Le domande di Dulbecco furono quindi: Quali sono, nel dettaglio, queste alterazioni? Quali parti del DNA tumorale ne è affetto? Ogni tumore è unico perché unico è il suo DNA? Qual è il ruolo degli oncogeni nell’evoluzione del tumore?
In merito alla risposta non aveva dubbi potesse arrivare solo dal sequenziamento dell’intero genoma cellulare. Una missione che nel 1986 sembrava impossibile. A meno che la comunità scientifica internazionale non avesse unito le forze. L’articolo su Science aveva proprio quell’obiettivo: spingere per un impegno condiviso verso un obiettivo comune. Solo un consorzio internazionale avrebbe potuto accettare la sfida con consapevolezza, sapendo che la tecnologia a disposizione avrebbe dovuto migliorare in fretta per raggiungere completare la lettura del genoma umano in un tempo ragionevole. I potenziali benefici avrebbero giustificato gli investimenti necessari; Dulbecco sottolineò che “siccome il cancro potrebbe essere definito in termini molecolari, gli agenti in grado di indurre il cancro nell’uomo potrebbero essere identificati mediante la combinazione di studi in vitro ed epidemiologici.

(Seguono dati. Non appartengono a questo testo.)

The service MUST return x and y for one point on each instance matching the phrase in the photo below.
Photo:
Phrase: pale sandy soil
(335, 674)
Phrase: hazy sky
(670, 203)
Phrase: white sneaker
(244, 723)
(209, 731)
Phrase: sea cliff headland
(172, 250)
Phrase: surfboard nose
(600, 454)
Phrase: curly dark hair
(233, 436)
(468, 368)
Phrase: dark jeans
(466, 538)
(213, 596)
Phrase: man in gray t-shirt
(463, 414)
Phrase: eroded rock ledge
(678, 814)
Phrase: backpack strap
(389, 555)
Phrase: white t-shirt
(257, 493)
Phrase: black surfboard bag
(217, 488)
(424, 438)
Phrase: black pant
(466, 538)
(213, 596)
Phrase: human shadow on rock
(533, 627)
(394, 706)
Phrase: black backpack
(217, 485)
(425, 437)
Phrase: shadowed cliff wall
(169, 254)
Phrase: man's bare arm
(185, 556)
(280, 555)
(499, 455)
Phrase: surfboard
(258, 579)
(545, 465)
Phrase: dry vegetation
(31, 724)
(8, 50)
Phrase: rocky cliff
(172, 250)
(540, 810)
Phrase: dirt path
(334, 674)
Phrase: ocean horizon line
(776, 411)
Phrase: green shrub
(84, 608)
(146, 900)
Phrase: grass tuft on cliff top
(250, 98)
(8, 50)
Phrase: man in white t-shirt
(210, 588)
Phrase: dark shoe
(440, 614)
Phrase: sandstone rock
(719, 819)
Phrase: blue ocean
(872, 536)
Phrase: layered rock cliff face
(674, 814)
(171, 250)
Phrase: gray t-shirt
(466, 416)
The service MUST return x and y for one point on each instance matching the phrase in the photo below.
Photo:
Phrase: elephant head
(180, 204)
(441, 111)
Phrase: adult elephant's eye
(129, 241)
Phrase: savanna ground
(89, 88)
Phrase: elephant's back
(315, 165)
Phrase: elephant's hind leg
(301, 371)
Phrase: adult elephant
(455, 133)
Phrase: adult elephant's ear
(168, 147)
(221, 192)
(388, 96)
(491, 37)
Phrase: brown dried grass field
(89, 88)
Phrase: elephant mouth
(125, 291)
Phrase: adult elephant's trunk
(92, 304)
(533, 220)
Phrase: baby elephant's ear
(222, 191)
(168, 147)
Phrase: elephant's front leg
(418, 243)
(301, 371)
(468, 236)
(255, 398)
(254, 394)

La conoscenza dei geni coinvolti nella progressione aprirebbe nuove prospettive terapeutiche”. Nel presentare questi e altri punti a favore del progetto di sequenziamento del genoma umano, Dulbecco ricordò anche l’impatto che avrebbe avuto in altri settori come le neuroscienze e le malattie ereditarie.
Per quanto potesse sembrare audace nel contesto scientifico degli anni ‘80, nessuno prese alla leggera questa proposta, infatti, la comunità scientifica comprese fin da subito la potenza dei ragionamenti esposti in quell’articolo che diventò pietra miliare nella storia della genomica. Nel 1990, a soli quattro anni dalla proposta di Dulbecco, iniziò il Progetto Genoma Umano che si concluse nel 2003, due anni dopo la pubblicazione dello storico articolo su Nature in cui un consorzio di ricerca internazionale presentava il sequenziamento del 92% del genoma umano.
Oggi, grazie a tecnologie nate in quei tredici anni di lavoro, abbiamo un genoma di riferimento per l’essere umano, i sequenziatori analizzano più di 20 genomi completi in due giorni e gli algoritmi di intelligenza artificiale ricavano informazioni essenziali per sviluppare terapie basate sulle necessità specifiche di ogni paziente. Molte delle idee espresse nell’articolo quarant’anni fa sembravano audaci, oggi sono la quotidianità della ricerca medica.